That's good Grannyjo, you're smart for speaking up before you're negatively affected by her.  She doesn't seem to have any consideration for others, so you should feel good about your decision.


----------



## Gary O' (Aug 15, 2019)

grannyjo said:


> She told me that she was buying a home within a 3 hour drive of my home, so that she could visit every few months.


Sometimes this planet just ain't big enough


----------



## Butterfly (Aug 15, 2019)

Good for you, Grannyjo!!


----------



## terry123 (Aug 15, 2019)

Good for you! Life is too short to deal with people like that.


----------



## Gary O' (Aug 15, 2019)

terry123 said:


> Life is too short to deal with people like that


Or too long


----------



## Patio Life (Aug 16, 2019)

Good job. You prevented future frustration and upset for yourself. Being blunt now means you don't need to be blunt later. At least I hope she got the clue, some super selfish people don't. If she wants to visit just tell her you are not available or just don't want company.


----------



## charry (Aug 16, 2019)

Good for you ...i wont be around those type of people now, ......


----------



## StarSong (Aug 16, 2019)

How sad for your niece to be so socially awkward that she doesn't know when it's time to leave.  I know a couple of people like that, though they don't come for overnights.  Perish the thought.

When people overstay in the evening or are the last ones remaining at a party but show no sign of exiting, hubby and I will say things like, "Let me wrap up a few leftovers for you." While doing so, we comment on how nice it was to see them again. Then we start moving them toward the door. 

Nobody's feelings have ever been noticeably hurt, which leads me to believe that we're not the first to employ those strategies.


----------



## toffee (Aug 16, 2019)

well if u made it clear its for just the day -- but its hard to say dont visit !


----------



## Butterfly (Aug 17, 2019)

toffee said:


> well if u made it clear its for just the day -- but its hard to say don't visit !



I don't see any reason a person should feel they have to put up with being "visited" by someone they don't want to be visited by, especially if they won't leave.  The person grannyjo is referring to is evidently a serial moocher.


----------



## Floridatennisplayer (Aug 18, 2019)

So, she has no friends or family. She likes to come and visit with you once in a while.  She's your niece.......and this bothers you?  And you had to set her straight?

I feel bad for her that she's treated this way.  My nieces can visit us anytime, any day, without a required notice, as long as they want.


----------



## Lara (Aug 18, 2019)

Speaking of being blunt. When my kids ask my opinion, I don't beat around the bush nor sugar-coat it. I feel I should be honest and straight forward with them so I'm real. But....

I finally realized, with one child in particular, that she doesn't really want my opinion. She's already made up her mind, and only wants validation. I told her once not to ask my opinion because I can't be less than truthful...but she still does it.
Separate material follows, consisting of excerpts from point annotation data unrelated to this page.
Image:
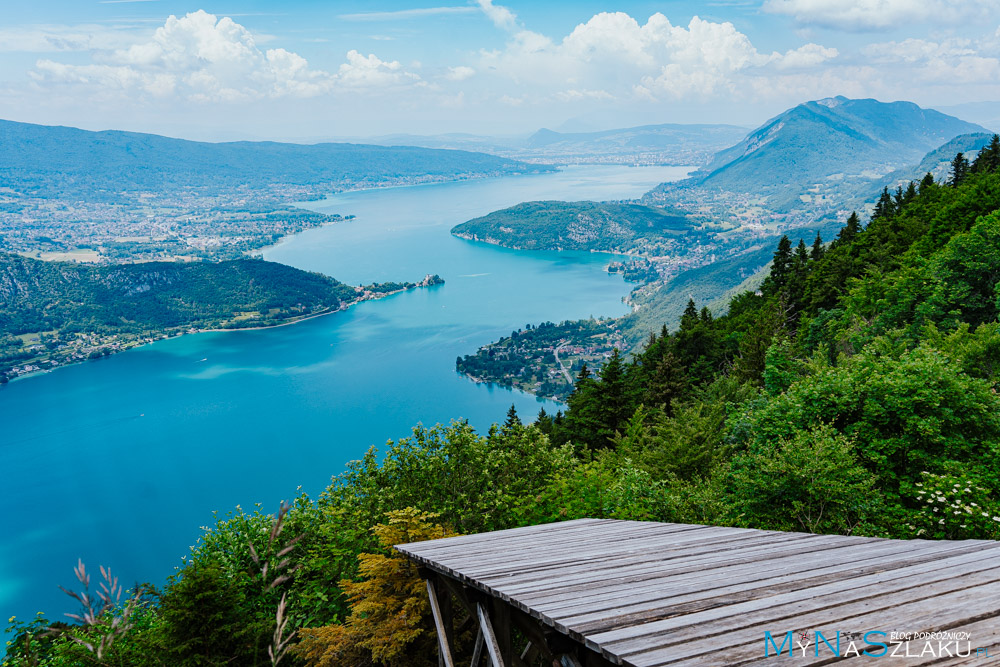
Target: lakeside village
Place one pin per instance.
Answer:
(42, 351)
(545, 359)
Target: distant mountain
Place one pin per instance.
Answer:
(938, 161)
(67, 162)
(638, 139)
(674, 144)
(53, 313)
(830, 140)
(986, 114)
(557, 225)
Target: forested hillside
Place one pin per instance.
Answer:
(855, 392)
(586, 225)
(56, 312)
(68, 163)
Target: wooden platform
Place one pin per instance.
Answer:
(647, 594)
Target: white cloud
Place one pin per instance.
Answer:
(54, 38)
(502, 17)
(615, 54)
(460, 73)
(406, 14)
(203, 58)
(878, 14)
(365, 72)
(950, 61)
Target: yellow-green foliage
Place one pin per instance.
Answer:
(389, 621)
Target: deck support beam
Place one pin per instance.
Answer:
(442, 625)
(493, 648)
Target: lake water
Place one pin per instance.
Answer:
(119, 461)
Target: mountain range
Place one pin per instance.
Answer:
(829, 141)
(668, 143)
(45, 161)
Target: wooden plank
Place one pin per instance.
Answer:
(477, 649)
(926, 572)
(901, 612)
(490, 639)
(444, 650)
(655, 594)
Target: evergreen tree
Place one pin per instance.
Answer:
(513, 421)
(544, 422)
(781, 266)
(989, 157)
(690, 316)
(801, 254)
(850, 230)
(959, 169)
(817, 249)
(927, 182)
(884, 207)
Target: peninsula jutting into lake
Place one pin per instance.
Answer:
(702, 368)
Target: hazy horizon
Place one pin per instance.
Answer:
(306, 71)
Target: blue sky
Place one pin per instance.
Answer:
(311, 69)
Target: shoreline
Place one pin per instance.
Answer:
(186, 332)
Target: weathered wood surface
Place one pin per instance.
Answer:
(647, 594)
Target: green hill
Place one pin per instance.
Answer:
(824, 138)
(557, 225)
(57, 312)
(65, 162)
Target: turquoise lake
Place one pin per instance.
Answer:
(120, 461)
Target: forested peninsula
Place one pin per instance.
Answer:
(53, 313)
(854, 392)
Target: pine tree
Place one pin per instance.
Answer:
(781, 265)
(989, 157)
(690, 317)
(884, 207)
(959, 170)
(513, 421)
(817, 249)
(801, 254)
(850, 230)
(927, 182)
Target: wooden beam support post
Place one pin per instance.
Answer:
(490, 637)
(477, 650)
(501, 615)
(443, 633)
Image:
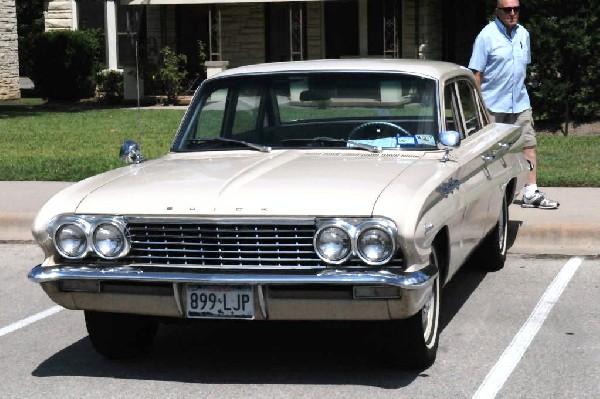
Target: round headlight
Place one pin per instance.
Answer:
(71, 241)
(109, 240)
(375, 246)
(333, 244)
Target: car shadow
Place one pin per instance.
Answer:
(513, 231)
(245, 353)
(230, 352)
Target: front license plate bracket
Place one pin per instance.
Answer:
(219, 302)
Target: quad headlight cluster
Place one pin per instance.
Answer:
(76, 237)
(371, 240)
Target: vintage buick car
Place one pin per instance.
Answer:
(315, 190)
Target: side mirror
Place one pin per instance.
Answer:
(130, 152)
(449, 139)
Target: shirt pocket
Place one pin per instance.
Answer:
(519, 52)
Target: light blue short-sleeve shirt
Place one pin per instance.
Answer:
(503, 61)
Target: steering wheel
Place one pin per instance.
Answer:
(378, 126)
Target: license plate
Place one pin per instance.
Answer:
(220, 302)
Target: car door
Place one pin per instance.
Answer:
(481, 169)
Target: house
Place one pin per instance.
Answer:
(241, 32)
(9, 51)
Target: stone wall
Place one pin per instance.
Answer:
(243, 34)
(9, 51)
(59, 15)
(422, 25)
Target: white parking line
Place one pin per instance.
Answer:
(31, 319)
(512, 355)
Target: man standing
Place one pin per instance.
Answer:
(499, 60)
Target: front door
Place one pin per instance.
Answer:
(341, 29)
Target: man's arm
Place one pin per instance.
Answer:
(478, 76)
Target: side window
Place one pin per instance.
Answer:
(246, 110)
(469, 107)
(451, 115)
(212, 116)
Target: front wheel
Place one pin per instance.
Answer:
(120, 336)
(414, 341)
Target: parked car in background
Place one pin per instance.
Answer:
(315, 190)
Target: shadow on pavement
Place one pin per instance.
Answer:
(230, 352)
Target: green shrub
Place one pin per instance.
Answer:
(65, 64)
(171, 73)
(110, 85)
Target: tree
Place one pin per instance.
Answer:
(30, 25)
(563, 78)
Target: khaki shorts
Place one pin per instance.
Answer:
(523, 119)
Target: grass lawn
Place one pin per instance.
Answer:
(62, 144)
(69, 143)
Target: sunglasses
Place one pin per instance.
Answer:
(507, 10)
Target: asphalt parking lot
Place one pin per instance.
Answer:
(527, 331)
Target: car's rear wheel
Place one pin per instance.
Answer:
(491, 254)
(120, 336)
(414, 341)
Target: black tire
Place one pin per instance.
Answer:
(491, 253)
(120, 336)
(414, 341)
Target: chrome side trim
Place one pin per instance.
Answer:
(410, 281)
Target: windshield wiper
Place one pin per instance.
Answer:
(349, 143)
(258, 147)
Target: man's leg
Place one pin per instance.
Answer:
(532, 197)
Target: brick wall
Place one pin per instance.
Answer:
(58, 14)
(9, 51)
(314, 30)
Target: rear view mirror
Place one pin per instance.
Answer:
(315, 95)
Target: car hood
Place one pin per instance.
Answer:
(290, 183)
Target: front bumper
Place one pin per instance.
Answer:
(279, 296)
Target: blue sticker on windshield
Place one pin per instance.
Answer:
(399, 141)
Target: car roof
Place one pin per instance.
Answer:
(433, 69)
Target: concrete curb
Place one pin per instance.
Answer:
(16, 227)
(573, 239)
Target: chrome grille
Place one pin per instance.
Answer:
(223, 244)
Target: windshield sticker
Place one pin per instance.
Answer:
(400, 141)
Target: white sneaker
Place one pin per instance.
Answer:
(539, 200)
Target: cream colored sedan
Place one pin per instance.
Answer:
(317, 190)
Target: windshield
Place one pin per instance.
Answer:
(343, 110)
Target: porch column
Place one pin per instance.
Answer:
(110, 15)
(363, 33)
(75, 15)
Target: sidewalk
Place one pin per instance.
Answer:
(572, 229)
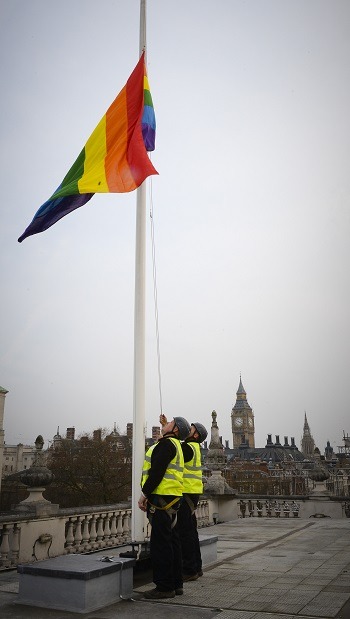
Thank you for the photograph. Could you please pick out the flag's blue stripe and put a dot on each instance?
(53, 210)
(148, 117)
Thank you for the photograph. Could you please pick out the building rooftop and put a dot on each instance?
(266, 569)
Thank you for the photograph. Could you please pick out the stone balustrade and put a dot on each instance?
(24, 538)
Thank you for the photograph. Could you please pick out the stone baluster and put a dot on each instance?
(86, 534)
(120, 528)
(5, 547)
(114, 529)
(77, 535)
(107, 531)
(93, 533)
(100, 531)
(126, 525)
(15, 544)
(70, 536)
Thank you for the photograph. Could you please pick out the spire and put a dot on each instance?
(306, 426)
(240, 390)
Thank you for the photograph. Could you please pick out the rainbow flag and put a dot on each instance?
(113, 160)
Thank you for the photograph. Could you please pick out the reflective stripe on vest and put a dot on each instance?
(172, 482)
(193, 483)
(147, 465)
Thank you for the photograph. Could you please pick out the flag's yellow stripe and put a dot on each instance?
(94, 178)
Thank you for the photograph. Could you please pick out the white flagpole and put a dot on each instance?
(138, 435)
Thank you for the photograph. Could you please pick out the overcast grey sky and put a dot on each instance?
(251, 214)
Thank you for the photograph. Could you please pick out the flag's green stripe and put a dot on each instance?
(69, 185)
(148, 98)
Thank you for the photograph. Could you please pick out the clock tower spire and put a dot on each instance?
(242, 419)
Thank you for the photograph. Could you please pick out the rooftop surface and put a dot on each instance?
(266, 569)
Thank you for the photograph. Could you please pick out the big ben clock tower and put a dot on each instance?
(242, 419)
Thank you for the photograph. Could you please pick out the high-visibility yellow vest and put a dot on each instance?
(193, 483)
(172, 482)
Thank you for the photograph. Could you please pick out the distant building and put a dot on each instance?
(242, 420)
(17, 458)
(307, 441)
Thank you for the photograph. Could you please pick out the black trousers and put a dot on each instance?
(165, 549)
(187, 527)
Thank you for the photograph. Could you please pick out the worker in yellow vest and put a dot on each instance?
(162, 484)
(193, 488)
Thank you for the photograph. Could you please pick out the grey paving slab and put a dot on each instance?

And she doesn't want my opinion to be laced with even the slightest touch of negativity. So I've begun to delicately reword my opinion to avoid that train wreck


----------



## Catlady (Aug 25, 2019)

Floridatennisplayer said:


> So, she has no friends or family. She likes to come and visit with you once in a while.  She's your niece.......and this bothers you?  And you had to set her straight?
> 
> I feel bad for her that she's treated this way.  My nieces can visit us anytime, any day, without a required notice, as long as they want.


You obviously don't know the history about Grannyjo's niece.  She's a clueless and rude moocher who has no boundaries and overstays her welcome at everyone she visits.   She expects to be fed and waited on way past the normal stay.   Read up about it.
https://www.seniorforums.com/threads/ive-had-enough.37141/
Grannyjo, I'm glad you've finally grown a spine, I hope you keep it up.  If she comes to town and wants to see you, just meet her at a restaurant and if she wants to stay at your place tell her you like your privacy.  I've wondered about you and the niece many times.


----------